Both incumbents and the four challengers seemed to all agree that something needs to be done to expand the city’s mix of jobs — whether by making things easier for small businesses, updating city codes, looking for specific types of jobs or adding a nondiscrimination ordinance. Their ideas told the story of how each of the candidates thinks about business.
“Are we an inclusive place?” District 1 candidate George Ferrie said. “Do we care about every resident who lives here?”
The Denton Chamber of Commerce hosted the candidates during a membership luncheon at the Embassy Suites by Hilton Denton Convention Center. With early voting underway and election day on Saturday, May 4, this was among the last chances the candidates had to say what they think.
Tax incentives and Frisco were on the brain.
“We do not have a level playing field in that regard,” District 1 incumbent Gerard Hudspeth said on incentives.
His colleague and District 4 incumbent John Ryan said, “Incentives are quite often misunderstood,” adding that the city should try to change perceptions about how incentives function.
“I think it’s time for Denton to create a permanent economic development fund,” said Jesse Davis, who is seeking to replace outgoing council member Don Duff in District 3. He pointed to cities like Frisco that have such a fund, which he said would allow Denton to “more creatively” attract new businesses.

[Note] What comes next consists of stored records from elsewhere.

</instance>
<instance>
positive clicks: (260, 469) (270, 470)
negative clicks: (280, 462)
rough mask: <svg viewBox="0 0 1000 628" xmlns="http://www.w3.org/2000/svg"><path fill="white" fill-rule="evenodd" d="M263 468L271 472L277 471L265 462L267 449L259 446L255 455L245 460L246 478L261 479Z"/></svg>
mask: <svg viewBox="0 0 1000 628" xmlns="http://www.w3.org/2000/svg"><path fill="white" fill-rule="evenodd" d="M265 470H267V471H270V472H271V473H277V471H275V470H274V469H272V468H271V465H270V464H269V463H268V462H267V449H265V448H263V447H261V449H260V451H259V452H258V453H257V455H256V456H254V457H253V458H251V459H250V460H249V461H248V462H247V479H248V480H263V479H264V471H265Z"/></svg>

One of Davis’ opponents, Diana Leggett, had an eye toward Frisco as well. She said Denton should welcome opportunities to attract more corporate jobs and build high-rises in the ever-crowded city.
“There’s nothing wrong with being a copycat,” Leggett said. “Look at what Frisco’s done, look at what Plano’s done.”
Emily Meisner, who is challenging Ryan in the District 4 race, said the city and the chamber should look for companies that will bring in job opportunities in technology sectors. And she said officials here need to look for companies that value environmental sustainability.
“Maintain that high expectation for others to follow,” she said.
Ferrie said the city should consider the types of wages incoming companies will offer to Denton residents and not simply focus on how many jobs are being created.
“If 75 of them are getting $12 an hour and 25 of them are getting six-figure salaries that equate to above the median wage, is that really a livable wage for the majority of those employees?” Ferrie said.
Ryan said he’s in favor of updating numerous development codes to expedite businesses moving in and growing in Denton.
Matt Farmer, a District 3 candidate, said that if elected, he’d work to give small businesses more protections, especially those who rent.
“There are quite a few businesses here that are a little bit afraid of their rent going up,” he said. “They’re constantly afraid of having to front costs on a property they don’t even own themselves.”